Blood glucose Forecasting Approaches

This repository contains simple approaches to train blood glucose forecasting models given the patient's past. Models are trained and validated on the OhioT1DM dataset (2018 and 2020). All approaches are visible in various Jupyter notebooks.

Requirements

The "Ohio Data/" folder must be in the repository root directory with the following structure:

project/
|
|...
|
|--Ohio Data/
   |
   |--Ohio2018/
   |  |
   |  |--test/
   |  |  |
   |  |  |{patient_id}-ws-testing_processed.csv
   |  |
   |  |--train/
   |     |
   |     |{patient_id}-ws-training_processed.csv
   |
   |--Ohio2018/
   |  |
   |  |--test/
   |  |  |
   |  |  |{patient_id}-ws-testing_processed.csv
   |  |
   |  |--train/
   |     |
   |     |{patient_id}-ws-training_processed.csv    

# Python 3.8 or higher

pip3 install -r requirements.txt

jupyter-lab

The following sections describe my approach.

Research

Prior Knowledge

Most of my experience is in the field of computer vision. When it comes to tasks related to time series, I only have experience with anomaly detection. I have rarely used sequential neural networks, such as RNNs or LSTMs. In contrast, I was able to gain a lot of experience with CNNs.

Pytorch Forecasting

I found this framework just by coincidence. It seems to be the equivalent of what fastAI is for Pytorch (or even Keras is for TensorFlow). Besides forecasting models, the framework implements various features for data preparation.

For example:

  • Temporal time encoding
  • Sampling of missing values
  • Dataloader generator

(Blood glucose) Forecasting Papers

Unfortunately, as I am not a student anymore, I am unable to read some papers without being charged.
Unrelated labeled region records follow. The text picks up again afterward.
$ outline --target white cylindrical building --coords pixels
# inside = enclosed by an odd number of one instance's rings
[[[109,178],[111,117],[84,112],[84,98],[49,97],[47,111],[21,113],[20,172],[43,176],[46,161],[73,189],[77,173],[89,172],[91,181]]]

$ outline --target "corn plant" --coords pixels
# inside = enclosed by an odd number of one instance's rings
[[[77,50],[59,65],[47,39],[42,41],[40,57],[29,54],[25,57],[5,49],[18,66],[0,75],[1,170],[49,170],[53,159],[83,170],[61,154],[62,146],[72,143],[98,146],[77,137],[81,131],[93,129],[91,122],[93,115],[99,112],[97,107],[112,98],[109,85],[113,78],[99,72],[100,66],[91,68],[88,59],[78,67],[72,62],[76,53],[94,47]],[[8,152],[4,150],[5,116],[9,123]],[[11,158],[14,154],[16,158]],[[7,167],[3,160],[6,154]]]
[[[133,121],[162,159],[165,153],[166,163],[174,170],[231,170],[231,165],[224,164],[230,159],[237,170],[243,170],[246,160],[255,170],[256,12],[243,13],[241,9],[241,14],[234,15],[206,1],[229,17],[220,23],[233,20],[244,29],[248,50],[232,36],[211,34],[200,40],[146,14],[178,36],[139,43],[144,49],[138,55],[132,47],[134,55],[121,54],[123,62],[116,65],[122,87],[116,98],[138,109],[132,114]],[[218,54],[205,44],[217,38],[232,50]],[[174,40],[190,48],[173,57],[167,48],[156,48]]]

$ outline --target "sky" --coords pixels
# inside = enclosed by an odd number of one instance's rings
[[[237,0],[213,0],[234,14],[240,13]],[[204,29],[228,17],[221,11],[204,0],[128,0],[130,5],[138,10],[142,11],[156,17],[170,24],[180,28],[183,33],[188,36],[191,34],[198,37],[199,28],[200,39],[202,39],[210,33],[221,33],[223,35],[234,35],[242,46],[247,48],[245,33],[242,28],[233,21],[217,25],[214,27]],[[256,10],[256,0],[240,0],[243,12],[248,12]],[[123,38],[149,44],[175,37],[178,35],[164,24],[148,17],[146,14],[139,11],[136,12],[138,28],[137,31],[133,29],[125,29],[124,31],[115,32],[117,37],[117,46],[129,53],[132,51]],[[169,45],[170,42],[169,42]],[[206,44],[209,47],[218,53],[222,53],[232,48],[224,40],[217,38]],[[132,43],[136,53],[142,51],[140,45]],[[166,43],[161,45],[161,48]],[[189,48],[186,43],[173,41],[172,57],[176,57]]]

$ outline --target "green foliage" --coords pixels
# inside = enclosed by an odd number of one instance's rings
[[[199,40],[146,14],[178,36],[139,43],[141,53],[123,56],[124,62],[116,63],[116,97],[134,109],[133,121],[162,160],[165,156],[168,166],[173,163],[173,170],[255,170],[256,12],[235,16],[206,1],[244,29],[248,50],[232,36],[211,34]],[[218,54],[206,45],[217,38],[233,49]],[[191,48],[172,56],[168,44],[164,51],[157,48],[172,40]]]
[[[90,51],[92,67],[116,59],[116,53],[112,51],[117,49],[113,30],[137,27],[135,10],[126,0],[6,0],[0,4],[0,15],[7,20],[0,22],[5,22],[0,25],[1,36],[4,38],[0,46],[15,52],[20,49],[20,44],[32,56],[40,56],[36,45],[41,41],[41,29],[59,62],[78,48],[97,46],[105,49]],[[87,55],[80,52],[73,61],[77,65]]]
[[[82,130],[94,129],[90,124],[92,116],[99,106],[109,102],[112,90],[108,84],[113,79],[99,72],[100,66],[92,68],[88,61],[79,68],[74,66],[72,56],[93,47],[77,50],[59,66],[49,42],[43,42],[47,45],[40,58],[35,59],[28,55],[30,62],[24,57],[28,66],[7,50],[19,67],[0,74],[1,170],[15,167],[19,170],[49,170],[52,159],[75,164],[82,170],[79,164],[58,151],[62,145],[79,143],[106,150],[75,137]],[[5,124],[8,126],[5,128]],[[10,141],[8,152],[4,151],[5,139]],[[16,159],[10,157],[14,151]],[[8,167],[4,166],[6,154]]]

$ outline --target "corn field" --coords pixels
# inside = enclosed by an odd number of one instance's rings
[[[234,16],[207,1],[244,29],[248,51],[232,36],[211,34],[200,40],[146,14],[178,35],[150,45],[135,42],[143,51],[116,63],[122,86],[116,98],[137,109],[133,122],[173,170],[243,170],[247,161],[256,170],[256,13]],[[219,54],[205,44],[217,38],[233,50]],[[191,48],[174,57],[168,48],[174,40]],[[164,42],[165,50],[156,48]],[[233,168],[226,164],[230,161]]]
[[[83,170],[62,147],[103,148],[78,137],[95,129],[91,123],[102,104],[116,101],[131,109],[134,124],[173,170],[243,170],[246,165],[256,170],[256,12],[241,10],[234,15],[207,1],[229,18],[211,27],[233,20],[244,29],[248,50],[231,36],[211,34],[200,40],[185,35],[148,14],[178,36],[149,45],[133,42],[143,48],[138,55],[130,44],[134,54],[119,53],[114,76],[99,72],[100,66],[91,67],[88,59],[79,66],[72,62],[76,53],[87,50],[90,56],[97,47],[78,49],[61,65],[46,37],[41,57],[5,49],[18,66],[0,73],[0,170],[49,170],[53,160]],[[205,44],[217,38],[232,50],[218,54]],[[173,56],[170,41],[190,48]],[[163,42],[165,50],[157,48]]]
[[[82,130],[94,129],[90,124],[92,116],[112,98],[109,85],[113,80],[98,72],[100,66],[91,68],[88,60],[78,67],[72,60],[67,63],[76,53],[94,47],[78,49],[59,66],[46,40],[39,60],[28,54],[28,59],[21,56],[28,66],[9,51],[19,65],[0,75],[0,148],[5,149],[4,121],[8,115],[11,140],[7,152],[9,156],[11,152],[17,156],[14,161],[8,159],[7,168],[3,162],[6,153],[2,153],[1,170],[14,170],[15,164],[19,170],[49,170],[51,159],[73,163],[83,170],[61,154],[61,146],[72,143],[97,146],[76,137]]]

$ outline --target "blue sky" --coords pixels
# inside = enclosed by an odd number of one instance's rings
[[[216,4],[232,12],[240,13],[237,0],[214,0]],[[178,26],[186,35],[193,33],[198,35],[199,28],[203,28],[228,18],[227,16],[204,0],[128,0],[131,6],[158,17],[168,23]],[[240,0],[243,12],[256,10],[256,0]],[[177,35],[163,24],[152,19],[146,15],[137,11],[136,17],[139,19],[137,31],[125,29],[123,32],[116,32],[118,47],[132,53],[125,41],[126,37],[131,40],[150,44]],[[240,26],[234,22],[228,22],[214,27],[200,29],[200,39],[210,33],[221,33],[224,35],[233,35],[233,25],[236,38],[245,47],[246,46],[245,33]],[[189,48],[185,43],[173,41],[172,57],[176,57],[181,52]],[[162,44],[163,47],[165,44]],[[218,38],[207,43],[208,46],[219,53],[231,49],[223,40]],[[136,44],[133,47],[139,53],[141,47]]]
Therefore I am limited to free paper I can find on the internet. Nevertheless, here is a list of papers I read or at least took a look at for preparation:

  1. Temporal Fusion Transformer
    • A derivation of the classical transformer model, specifically designed for time series forecasting
    • Distinguishes between categorical and continuous data
    • Can also take future known values as input
    • Achieves state-of-the-art results in forecasting tasks
  2. N-Hits
    • An enhanced version of N-BEATS
    • Instead of N-BEATS, N-Hits predicts interpolation coefficients to interpolate values across a time series
    • Also utilizes average pooling layers per block for
  3. Using N-BEAT to forecast blood glucose values
    • Uses a customized N-BEATS model to predict blood glucose values
    • The major difference is to include an LSTM inside the blocks
    • Also uses a customized loss function
  4. Using GANS
    • The generator generates the future blood glucose values up to a defined prediction horizon
    • The discriminator discriminates between ground truth and generated blood glucose values
    • My opinion:
      • Even though the results from the authors look promising, I can not imagine that this approach can beat other models (LSTM, Transformer, ...)
      • In the past, I experienced how hard it can be to train GANs
      • Furthermore, they require a lot of computational resources
  5. Comparison of different methods for blood glucose prediction
    • A comparison between many approaches for blood glucose forecasting
    • An LSTM Ensemble model achieved the best results

Reinforcement Learning

As the task states: deep reinforcement learning (DRL) can be used to solve this task. Intuitively this does not make much sense, as DRL is usually used to maximize a future outcome instead of just predicting future values. Many papers regarding stock trading describe their approach of using DLR techniques by taking past and current time series of stock prices. The major difference between trading strategies and general time series forecasting is that trading strategies aim to maximize their future portfolio value instead of just predicting the stock prices. Therefore it makes sense to use DRL for this task.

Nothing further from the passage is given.